AuthorPorter, Martin
PositionBrief Article

In affiliation with Spencer Stuart -- a quarterly record of new director appointments

THE MAKEUP of American corporate boards is increasingly reflecting the global business economy. According to a just-released Conference Board survey, American companies with a least one non-U.S. director on their boards grew from 35% to 60% during the period 1995-1998. The largest source of these directors, according to Spencer Stuart's latest annual board survey, is the U.K, followed by Canada, Germany, Switzerland, and the Netherlands.

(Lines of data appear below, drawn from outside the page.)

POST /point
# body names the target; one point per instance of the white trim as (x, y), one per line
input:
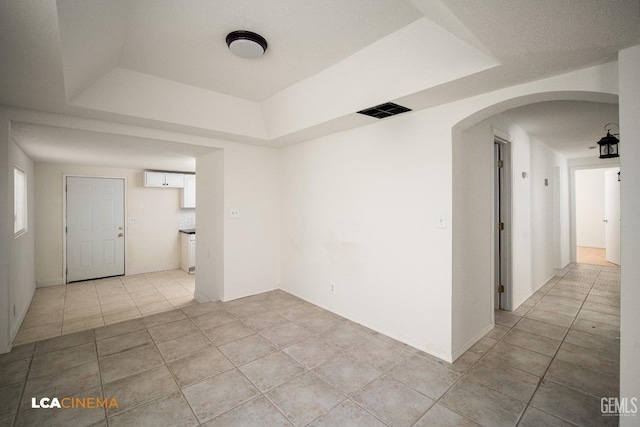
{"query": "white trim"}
(466, 346)
(64, 218)
(25, 203)
(505, 139)
(154, 269)
(50, 282)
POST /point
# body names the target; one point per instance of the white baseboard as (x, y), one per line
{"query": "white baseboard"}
(153, 269)
(201, 298)
(50, 282)
(466, 346)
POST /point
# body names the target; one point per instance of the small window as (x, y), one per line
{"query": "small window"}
(19, 202)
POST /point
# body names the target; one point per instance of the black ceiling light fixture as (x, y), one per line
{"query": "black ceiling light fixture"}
(246, 44)
(609, 143)
(384, 110)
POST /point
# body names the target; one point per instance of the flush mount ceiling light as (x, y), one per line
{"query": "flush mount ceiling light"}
(246, 44)
(609, 143)
(384, 110)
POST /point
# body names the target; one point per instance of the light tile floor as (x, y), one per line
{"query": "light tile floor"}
(58, 310)
(273, 359)
(597, 256)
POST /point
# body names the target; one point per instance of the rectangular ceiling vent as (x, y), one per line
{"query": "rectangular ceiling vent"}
(384, 110)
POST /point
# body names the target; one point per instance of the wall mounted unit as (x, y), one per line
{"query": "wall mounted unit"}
(163, 179)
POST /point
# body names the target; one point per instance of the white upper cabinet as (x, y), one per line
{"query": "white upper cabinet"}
(189, 192)
(164, 179)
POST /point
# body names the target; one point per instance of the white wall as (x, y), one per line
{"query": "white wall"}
(358, 211)
(238, 256)
(630, 227)
(532, 228)
(6, 230)
(589, 192)
(22, 277)
(153, 242)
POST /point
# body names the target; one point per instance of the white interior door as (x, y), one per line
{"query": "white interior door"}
(95, 228)
(612, 216)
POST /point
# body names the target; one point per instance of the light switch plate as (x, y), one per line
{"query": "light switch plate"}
(441, 221)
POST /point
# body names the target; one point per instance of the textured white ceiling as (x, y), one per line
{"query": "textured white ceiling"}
(569, 127)
(170, 67)
(73, 146)
(184, 41)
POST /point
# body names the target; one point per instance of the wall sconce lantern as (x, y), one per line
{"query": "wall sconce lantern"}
(609, 144)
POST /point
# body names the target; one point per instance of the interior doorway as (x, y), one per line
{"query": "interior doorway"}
(597, 216)
(502, 226)
(94, 228)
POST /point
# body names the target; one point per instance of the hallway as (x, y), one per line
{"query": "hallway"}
(273, 359)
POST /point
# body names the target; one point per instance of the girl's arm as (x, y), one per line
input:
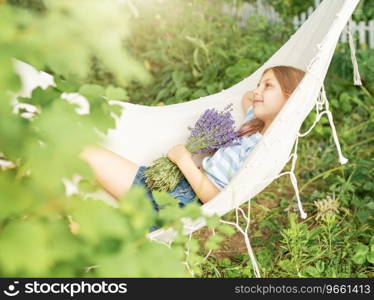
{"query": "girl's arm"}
(200, 183)
(247, 100)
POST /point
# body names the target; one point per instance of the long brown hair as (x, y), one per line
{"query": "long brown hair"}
(288, 78)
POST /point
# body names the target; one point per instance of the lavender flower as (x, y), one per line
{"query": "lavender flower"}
(212, 131)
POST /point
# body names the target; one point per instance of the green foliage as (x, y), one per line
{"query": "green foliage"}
(44, 232)
(192, 52)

Small, niche-oriented companies and multinational corporations are equal in their need to diversify their boards with a foreign-markets perspective. That is demonstrated in this edition's Directors Roster. Among the 189 companies recruiting 218 directors to their boards, is a batch of companies recruiting non-U.S. directors, including America Online Inc., barnesandnoble.com Inc., DuPont Co., GalaGen Inc., and McGraw-Hill Cos. Inc.

DuPont, which operates in 65 countries, recruited to its board Goran Lindahl, president and CEO of Sweden-based ABB Ltd., a global technology company. CEO Charles Holiday Jr. says Lindahl brings a combination of broad market knowledge, strong global experience, and a focus on emerging markets. "For a company like DuPont that does about half its sales outside the U.S., having an internationally diverse board is especially valuable' he says.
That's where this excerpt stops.